The convergence of laboratory automation, artificial intelligence (AI), and data-driven science has catalyzed the emergence of self-driving laboratories (SDLs), autonomous platforms capable of designing, executing, and analyzing experiments with minimal human input. While early SDLs (SDL 1.0) demonstrated the feasibility of closed-loop discovery, their impact has been constrained by limited scope, poor interoperability, and reliance on human-curated heuristics. This review outlines the vision of SDL 2.0: a new generation of flexible, scalable, and collaborative discovery engines for chemistry and materials science. We discuss recent advances in modular hardware design, AI-driven decision-making including Bayesian optimization, computer vision, and large language models, and orchestration software that integrate scheduling, data management, and safety protocols. Building on these foundations, we propose six defining characteristics for SDL 2.0: interoperable, collaborative, generalizable, orchestrated, safe, and creative.
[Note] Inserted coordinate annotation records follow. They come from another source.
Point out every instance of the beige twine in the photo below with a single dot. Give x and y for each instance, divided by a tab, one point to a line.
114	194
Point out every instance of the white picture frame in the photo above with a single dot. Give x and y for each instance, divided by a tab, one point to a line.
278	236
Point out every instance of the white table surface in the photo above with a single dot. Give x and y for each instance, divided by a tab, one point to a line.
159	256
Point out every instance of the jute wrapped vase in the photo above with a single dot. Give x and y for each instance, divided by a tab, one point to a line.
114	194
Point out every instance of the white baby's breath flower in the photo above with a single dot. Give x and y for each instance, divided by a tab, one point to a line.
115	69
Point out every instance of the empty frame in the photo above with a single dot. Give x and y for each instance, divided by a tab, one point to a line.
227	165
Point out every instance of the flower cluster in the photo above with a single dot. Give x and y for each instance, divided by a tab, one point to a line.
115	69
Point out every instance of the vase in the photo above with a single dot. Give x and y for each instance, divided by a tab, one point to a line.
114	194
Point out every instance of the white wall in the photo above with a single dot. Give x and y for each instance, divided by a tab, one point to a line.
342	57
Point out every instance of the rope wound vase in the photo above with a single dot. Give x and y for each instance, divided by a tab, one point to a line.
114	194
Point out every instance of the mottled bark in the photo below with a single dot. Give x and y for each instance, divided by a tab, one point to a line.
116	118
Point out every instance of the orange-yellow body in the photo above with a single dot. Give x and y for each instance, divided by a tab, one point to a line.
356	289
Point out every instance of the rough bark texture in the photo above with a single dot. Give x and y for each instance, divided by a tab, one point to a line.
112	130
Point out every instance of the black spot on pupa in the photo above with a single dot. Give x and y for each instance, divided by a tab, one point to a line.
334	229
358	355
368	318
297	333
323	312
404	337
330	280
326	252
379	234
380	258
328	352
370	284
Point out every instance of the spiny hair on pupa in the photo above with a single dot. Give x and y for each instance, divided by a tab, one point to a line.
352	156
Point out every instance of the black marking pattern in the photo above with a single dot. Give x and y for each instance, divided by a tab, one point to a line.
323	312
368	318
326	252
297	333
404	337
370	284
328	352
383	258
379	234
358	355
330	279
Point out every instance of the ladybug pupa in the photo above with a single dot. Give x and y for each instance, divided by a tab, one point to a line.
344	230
Together, these features establish SDLs as globally networked platforms, enabling reproducible experimentation, accelerated innovation, and democratized access to advanced research infrastructure. By embedding modularity, AI reasoning, and community-driven standards into their core, SDLs 2.0 promise to transform not only how experiments are conducted, but also who can participate in and benefit from the accelerating pace of scientific discovery.